In this study, we aimed to use publicly available data to comprehensively analyze CIMP in GC, and to develop a CIMP-related prognostic gene signature.

Materials and Methods

Data acquisition

We downloaded methylation data, which has 408,376 probes and 397 samples, including 395 GC samples and two normal samples, measured by the Illumina HumanMethylation450 platform, from the cancer genome atlas (TCGA)-STAD project (https://portal.gdc.cancer.gov/) by using the TCGA-Assembler 2 package (Wei et al., 2018). RNA-Seq profiles were obtained from TCGA by virtue of GDC Data Transfer Tool. We downloaded two verified microarrays with matched clinical information from the GEO GC database: GSE13861 (Cho et al., 2011) (65 GC samples; platform: GPL6884 Illumina HumanWG-6 v3.0 expression beadchip ), GSE62254 (Cristescu et al., 2015) (300 GC samples; platform: GPL570 Affymetrix Human Genome U133 Plus 2.0 Array ). We used the TCGAbiolinks package to acquire the mutation data of GC samples (Colaprico et al., 2016). We obtained complete and matched clinical information on GC patients from cBioportal, including sex, age, histologic features, pathologic stage, family history and, infection status for Helicobacter pylori and Epstein–Barr virus.

Our study was performed according to the publication guidelines required by TCGA.

Data analysis

The Minfi package was adopted to analyze methylation data (Aryee et al., 2011). In view of the distribution of CpG islands and the technical limitations of sequencing, we filtered the probes from the X and Y chromosomes or probes that are known to have common SNPs at the CpG site, and cross-reactive probes. The DESeq2 package was adopted to analyze the differentially expressed genes (DEGs) between CIMP-related subgroups (Love, Huber & Anders, 2014). The criteria to determine DEGs were an adjusted p-value < 0.05 and an absolute value of log2 fold change >2, and BH method was used for adjustment for multiple testing. In order to identify the different pathways between GC samples with specific CIMP status, we performed GSEA analysis (Subramanian et al., 2005).

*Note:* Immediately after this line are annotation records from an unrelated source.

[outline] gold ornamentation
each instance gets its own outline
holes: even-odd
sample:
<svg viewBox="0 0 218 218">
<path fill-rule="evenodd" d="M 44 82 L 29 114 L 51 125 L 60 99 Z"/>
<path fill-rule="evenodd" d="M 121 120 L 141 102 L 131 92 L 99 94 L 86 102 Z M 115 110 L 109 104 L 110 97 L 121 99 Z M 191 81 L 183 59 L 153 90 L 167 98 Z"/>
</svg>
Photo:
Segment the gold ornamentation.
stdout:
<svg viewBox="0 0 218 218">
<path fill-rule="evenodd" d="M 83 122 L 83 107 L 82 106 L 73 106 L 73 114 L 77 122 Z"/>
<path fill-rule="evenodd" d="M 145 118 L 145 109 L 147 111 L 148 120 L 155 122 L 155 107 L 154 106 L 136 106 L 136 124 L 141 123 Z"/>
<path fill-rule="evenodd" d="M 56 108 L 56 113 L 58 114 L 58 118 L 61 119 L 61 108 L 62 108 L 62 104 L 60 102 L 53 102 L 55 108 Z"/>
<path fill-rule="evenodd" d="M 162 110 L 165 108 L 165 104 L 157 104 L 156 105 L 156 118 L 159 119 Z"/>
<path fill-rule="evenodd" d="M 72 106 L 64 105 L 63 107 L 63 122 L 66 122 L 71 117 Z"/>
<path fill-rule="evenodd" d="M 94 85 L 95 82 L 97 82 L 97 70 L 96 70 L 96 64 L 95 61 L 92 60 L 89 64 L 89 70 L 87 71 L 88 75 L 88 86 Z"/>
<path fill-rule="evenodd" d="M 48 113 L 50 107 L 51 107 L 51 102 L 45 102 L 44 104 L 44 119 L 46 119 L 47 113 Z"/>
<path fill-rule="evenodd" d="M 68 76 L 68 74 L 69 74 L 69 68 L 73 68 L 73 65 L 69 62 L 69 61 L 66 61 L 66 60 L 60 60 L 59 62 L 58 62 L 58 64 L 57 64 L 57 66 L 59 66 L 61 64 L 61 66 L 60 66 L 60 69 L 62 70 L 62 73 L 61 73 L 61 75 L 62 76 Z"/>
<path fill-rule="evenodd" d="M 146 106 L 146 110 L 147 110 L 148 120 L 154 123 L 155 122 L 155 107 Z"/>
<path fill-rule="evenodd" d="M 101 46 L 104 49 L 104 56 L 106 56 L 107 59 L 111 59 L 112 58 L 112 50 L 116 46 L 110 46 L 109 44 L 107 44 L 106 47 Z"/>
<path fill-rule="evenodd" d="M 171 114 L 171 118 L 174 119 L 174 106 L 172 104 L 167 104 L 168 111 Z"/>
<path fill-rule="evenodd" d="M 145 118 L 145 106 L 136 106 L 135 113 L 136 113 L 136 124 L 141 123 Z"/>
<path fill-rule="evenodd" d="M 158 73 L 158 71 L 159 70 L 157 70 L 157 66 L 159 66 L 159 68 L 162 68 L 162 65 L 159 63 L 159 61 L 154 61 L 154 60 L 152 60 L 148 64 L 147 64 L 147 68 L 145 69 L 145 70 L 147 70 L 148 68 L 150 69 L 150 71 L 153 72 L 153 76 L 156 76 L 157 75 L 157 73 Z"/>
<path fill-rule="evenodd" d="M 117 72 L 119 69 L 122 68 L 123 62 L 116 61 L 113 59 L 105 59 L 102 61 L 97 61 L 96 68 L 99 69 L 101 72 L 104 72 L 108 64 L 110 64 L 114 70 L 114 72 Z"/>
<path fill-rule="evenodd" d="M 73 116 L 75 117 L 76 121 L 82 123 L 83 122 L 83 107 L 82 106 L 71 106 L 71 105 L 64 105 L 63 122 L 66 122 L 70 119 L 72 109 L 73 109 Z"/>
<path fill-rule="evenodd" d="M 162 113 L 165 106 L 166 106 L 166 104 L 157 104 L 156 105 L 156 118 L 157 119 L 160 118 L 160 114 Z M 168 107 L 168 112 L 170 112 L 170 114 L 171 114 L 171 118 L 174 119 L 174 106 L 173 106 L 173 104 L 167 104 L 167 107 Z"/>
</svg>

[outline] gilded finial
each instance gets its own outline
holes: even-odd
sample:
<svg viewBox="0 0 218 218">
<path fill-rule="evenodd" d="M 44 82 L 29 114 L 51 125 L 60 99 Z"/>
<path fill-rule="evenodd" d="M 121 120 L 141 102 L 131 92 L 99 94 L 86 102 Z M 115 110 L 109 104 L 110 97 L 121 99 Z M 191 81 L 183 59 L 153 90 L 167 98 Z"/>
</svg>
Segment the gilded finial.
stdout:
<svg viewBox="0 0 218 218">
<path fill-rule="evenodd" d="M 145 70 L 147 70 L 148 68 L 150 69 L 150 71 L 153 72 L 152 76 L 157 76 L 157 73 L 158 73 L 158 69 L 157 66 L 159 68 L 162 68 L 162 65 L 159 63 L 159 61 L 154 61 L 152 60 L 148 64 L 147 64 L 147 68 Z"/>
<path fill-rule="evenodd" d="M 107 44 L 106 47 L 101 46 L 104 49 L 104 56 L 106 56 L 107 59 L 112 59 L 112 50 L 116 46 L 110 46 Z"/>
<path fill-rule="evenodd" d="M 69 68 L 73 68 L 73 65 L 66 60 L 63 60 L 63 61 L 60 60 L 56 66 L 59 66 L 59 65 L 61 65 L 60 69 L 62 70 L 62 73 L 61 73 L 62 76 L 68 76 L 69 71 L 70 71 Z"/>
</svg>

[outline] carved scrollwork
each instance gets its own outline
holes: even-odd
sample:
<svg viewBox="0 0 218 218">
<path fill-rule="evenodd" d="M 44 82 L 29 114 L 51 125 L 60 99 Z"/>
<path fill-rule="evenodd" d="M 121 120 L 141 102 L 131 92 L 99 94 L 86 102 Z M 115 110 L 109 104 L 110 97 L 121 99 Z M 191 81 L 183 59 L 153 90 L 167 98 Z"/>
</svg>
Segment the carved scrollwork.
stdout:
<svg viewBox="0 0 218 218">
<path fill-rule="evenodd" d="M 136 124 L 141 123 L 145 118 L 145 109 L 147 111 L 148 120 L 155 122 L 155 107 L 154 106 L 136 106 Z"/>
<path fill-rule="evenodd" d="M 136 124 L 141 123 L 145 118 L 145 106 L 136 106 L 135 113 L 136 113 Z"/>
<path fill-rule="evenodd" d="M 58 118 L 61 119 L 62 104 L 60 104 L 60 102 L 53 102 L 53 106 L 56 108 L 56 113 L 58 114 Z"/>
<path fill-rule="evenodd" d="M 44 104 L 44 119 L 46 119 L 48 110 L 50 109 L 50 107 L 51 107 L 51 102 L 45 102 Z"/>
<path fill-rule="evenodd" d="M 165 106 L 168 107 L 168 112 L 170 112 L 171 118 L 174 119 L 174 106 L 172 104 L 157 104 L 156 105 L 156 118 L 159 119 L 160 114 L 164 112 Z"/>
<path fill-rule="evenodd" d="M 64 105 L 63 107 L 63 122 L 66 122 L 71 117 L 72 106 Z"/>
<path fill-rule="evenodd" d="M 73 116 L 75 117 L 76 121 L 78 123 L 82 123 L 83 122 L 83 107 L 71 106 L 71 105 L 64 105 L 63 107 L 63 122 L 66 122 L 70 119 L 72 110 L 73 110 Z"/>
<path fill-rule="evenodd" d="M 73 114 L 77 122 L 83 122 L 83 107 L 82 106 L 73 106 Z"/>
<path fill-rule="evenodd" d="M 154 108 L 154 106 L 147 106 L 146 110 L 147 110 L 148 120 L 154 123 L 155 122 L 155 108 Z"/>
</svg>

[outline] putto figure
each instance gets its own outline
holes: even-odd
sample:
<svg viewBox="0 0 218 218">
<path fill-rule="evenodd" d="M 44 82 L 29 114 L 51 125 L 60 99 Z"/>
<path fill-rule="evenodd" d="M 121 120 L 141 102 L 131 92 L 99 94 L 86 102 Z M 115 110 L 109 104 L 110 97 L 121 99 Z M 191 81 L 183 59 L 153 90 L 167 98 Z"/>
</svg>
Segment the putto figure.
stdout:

The mRNA expression data downloaded from the Gene Expression Omnibus (GEO) database were normalized and analyzed by the limma package (Ritchie et al., 2015). The mutation data were summarized and analyzed by the maftools package (Mayakonda et al., 2018). Raw code for analyzing was uploaded in Data S1.

Identification of CIMP in GC samples

To assess the CIMP feature in GC, CpG methylation sites with a relatively high variability of β-values in tumor samples (SD > 0.2) and relatively low β-values in normal samples (mean β value < 0.05), were chosen as the representative CpG methylation sites for subsequent clustering analysis, following a previous study (Li et al., 2019). The ConsensusClusterPlus package was adopted to run unsupervised clustering analysis based on M value of the selected 2,082 probes by means of the K-means algorithm (Wilkerson & Hayes, 2010).

Analysis of tumor-infiltrating immune cells

The proportions of the 22 types of tumor-infiltrating immune cells were counted by CIBERSORT (Newman et al., 2015). CIBERSORT is a tool to provide an estimation of cell composition of mixed tissues based on gene expression profiles. We uploaded the modified gene expression data and standard annotation to the CIBERSORT portal and ran the LM22 signature, which contains 547 genes distinguishing 22 human immune cell types, and 1,000 permutations. Final results were normalized to sum up to one and could be assessed straightforwardly as cell fractions for contrast (Table S1).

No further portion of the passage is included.